We started with Ideas y Valores (Colombia) and articles from 2009 to 2017. We are now expanding the corpus from Ideas y Valores to cover all articles since the journal's foundation in 1951. We plan on expanding later to include more years and other journals such as Crítica (Mexico) and Análisis Filosófico (Argentina).
TODO: This structure is now outdated.
.
├── data # Data files (omitted from Git repository for the moment)
| ├── corpus # Parsed JSON files after preprocessing.
| ├── rawHTML # Raw HTML files directly as scraped with metadata.
| ├── rawPDF # Raw PDF files directly as scraped with metadata.
| ├── parsedHTML # Parsed HTML using Article class (see utils).
| └── parsedPDF # Parsed PDF files to produce common JSON files.
├── extras # Extra notebooks with additional processes or figures.
├── notebooks # Notebooks with preprocessing and analyses.
| ├── models # LDA Models we have used.
| └── wordlists # Stopwords and protected words lists
├── utils # Helper utilities
└── README.md
Note: This suggests that word extension has not changed significantly since the journal's foundation in 1951. This contradicts a common intuition that philosophy is moving towards shorter articles.
The following plots are only proofs of concept. We are using a temporary LDA model with 10 topics to find which visualizations would work best. There is still work to fully optmize the LDA model though.
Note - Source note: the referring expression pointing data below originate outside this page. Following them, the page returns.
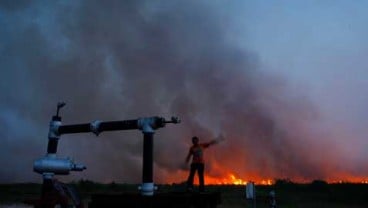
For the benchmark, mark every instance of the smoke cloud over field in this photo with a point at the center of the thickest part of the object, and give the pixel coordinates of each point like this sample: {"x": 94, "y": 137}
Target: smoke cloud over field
{"x": 116, "y": 60}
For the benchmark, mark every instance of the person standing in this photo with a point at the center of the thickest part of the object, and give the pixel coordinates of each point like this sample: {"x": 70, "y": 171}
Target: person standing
{"x": 196, "y": 151}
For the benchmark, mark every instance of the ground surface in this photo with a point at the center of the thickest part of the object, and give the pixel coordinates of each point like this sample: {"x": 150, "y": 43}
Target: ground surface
{"x": 289, "y": 195}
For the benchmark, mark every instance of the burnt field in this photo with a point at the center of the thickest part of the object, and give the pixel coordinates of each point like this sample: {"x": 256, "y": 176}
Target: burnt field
{"x": 288, "y": 194}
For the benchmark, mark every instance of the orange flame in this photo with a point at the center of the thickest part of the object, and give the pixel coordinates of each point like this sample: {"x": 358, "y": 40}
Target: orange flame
{"x": 232, "y": 179}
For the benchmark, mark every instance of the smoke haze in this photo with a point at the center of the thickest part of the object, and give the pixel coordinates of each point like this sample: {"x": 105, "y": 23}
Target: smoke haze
{"x": 117, "y": 60}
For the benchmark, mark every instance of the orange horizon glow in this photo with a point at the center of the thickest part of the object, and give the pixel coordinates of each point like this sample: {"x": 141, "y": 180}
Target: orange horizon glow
{"x": 232, "y": 179}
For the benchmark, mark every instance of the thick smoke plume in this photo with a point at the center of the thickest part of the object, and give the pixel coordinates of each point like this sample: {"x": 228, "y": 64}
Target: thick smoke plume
{"x": 116, "y": 60}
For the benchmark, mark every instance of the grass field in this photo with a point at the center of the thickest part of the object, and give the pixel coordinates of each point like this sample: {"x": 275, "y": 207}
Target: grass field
{"x": 317, "y": 194}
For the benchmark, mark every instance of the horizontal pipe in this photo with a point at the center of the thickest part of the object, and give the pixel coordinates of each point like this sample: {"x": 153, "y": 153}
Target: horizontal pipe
{"x": 102, "y": 126}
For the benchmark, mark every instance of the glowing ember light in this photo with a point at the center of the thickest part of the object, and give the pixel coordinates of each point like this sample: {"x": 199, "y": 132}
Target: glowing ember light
{"x": 232, "y": 179}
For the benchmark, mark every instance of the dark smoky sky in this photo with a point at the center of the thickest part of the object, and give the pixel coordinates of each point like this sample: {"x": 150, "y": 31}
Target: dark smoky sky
{"x": 116, "y": 60}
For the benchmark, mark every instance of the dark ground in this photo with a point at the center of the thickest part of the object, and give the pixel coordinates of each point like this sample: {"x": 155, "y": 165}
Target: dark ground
{"x": 317, "y": 194}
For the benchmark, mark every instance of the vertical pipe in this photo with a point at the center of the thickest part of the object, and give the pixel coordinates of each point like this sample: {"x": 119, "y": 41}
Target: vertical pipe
{"x": 147, "y": 187}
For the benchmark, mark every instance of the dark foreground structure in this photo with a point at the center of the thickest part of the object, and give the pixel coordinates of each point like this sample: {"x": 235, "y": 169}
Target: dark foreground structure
{"x": 169, "y": 200}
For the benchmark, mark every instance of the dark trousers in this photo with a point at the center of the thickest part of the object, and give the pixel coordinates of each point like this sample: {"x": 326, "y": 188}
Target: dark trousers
{"x": 193, "y": 168}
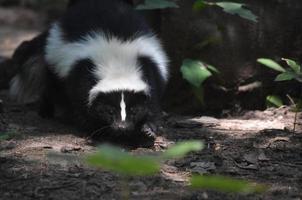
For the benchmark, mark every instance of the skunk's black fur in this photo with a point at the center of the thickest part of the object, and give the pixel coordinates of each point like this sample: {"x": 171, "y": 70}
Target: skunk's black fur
{"x": 100, "y": 63}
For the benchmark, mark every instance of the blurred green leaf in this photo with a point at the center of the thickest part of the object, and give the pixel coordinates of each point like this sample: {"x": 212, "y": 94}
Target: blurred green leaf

We use a model with the following top 10 most salient words.
Topic 0 | Topic 1 | Topic 2 | Topic 3 | Topic 4 | Topic 5 | Topic 6 | Topic 7 | Topic 8 | Topic 9 |
---|---|---|---|---|---|---|---|---|---|
lenguaje | kant | religioso | ser | creencia | ser | político | acción | alma | político |
interpretación | concienciar | religión | cuerpo | mundo | mundo | formar | moral | ser | derecho |
teoría | ser | ciudad | formar | ser | hegel | vida | ser | platón | moral |
experiencia | concepto | filosofía | heidegger | teoría | filosofía | ser | accionar | filosofía | ser |
wittgenstein | objetar | historia | modo | propiedad | dios | filosofía | agente | conocimiento | justicia |
filosofía | experiencia | siglo | aristóteles | término | bien | nietzsche | personar | sócrates | bien |
ser | arte | cultura | ente | contener | vida | foucault | desear | hombre | social |
problema | husserl | tradición | naturaleza | concepto | razón | social | intención | virtud | sociedad |
autor | trascendental | ciencia | bien | físico | hombre | crítico | bien | bien | teoría |
filosófico | modo | obrar | existencia | objeto | pensar | pensamiento | libertar | obrar | razón |
These plots still use the year range from 2009 to 2017. We will expand on these soon when we implement the LDA model on the whole corpus.